The Niagara Falls Review

Millard said dad a failure, created money troubles, trial hears

- LIAM CASEY

TORONTO — Days before an aviation executive was found dead in his bed — a bullet lodged in his brain — his son called him a failure and blamed him for the financial woes the family-owned business was facing, a murder trial in Toronto heard Tuesday.

Dellen Millard, 32, a twice convicted murderer who is serving two consecutiv­e life sentences, is accused of killing his father, Wayne Millard, on Nov. 29, 2012. He has pleaded not guilty to firstdegre­e murder in his father’s death, which was initially ruled a suicide.

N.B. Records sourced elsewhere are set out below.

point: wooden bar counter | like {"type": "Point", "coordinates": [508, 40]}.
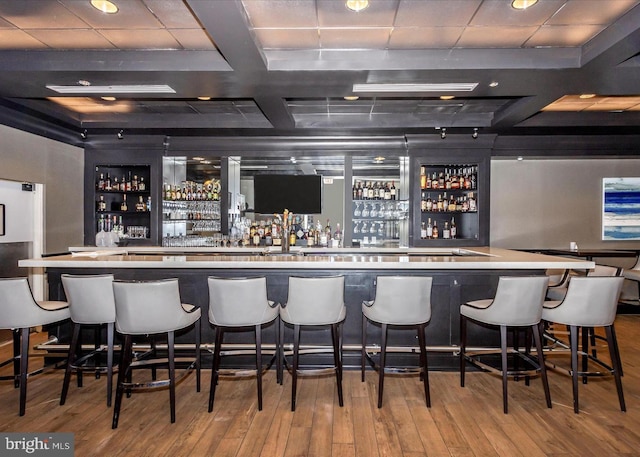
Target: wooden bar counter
{"type": "Point", "coordinates": [459, 275]}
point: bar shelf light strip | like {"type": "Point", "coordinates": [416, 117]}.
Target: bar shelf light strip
{"type": "Point", "coordinates": [427, 87]}
{"type": "Point", "coordinates": [122, 89]}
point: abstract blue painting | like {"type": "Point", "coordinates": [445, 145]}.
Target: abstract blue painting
{"type": "Point", "coordinates": [621, 209]}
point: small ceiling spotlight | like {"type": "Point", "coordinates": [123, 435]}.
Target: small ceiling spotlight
{"type": "Point", "coordinates": [357, 5]}
{"type": "Point", "coordinates": [105, 6]}
{"type": "Point", "coordinates": [523, 4]}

A retired forensic detective showed court scores of text messages Millard sent after purportedl­y finding his father dead in bed. Jim Falconer said the texts were recovered from one of Millard’s computers seized from the home he shared with his father in Toronto’s west end. Dellen Millard texted his girlfriend in the early morning hours of Nov. 30, 2012 that his 71-year-old father had suffered from depression and had shot and killed himself. In the texts read out by Falconer, Millard tells Christina Noudga his “world has never been so upside down.” At the time, Dellen Millard was working for his father, who was in the middle of transformi­ng Millardair from an aviation company to a maintenanc­e and repair company and had built a massive hangar at the Region of Waterloo Internatio­nal Airport.

“The last time I spoke to him, I told him the company’s financial troubles were his doing and that he was a failure,” Millard wrote. “Usually he tells me not to worry. But this time he said maybe I was right.”

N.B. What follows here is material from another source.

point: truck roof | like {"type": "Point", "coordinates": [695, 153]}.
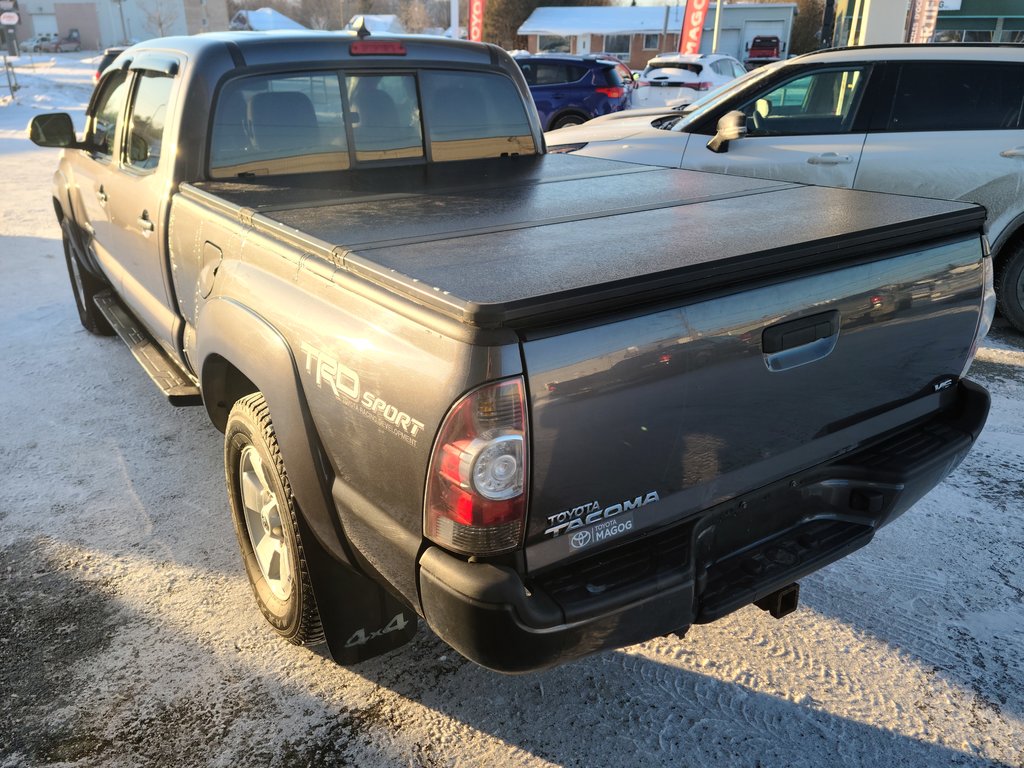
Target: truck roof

Millard also told her his father has “always had depression, but he’s never been suicidal.” Within days of his father’s death, Dellen Millard changed the locks at the hangar and fired everyone working at Millardair, court heard. On Dec. 4, 2012, Millard called all Millardair employees to the new hangar, which included 11 mechanics and five managers, including John Barnes, a longtime aircraft maintenanc­e and repair manager.

“We were advised of Wayne’s death,” Barnes testified. “We were told at the time it was an aneurysm and that the business was going to be closed down.”

Barnes said he met Wayne Millard the day before his death to discuss what benefit packages to sign the new employees up for. The company had recently received a crucial license from Transport Canada to operate the business. “He seemed excited, enthusiast­ic,” Barnes said. He said Millardair had a customer lined up in Halifax, and there were other opportunit­ies as well. The company, he said, was “going to be viable.” Barnes said he wasn’t sure of the younger Millard’s role in the business other than that his property company was doing the interior work on the hangar. He later found out he owned half of Millardair.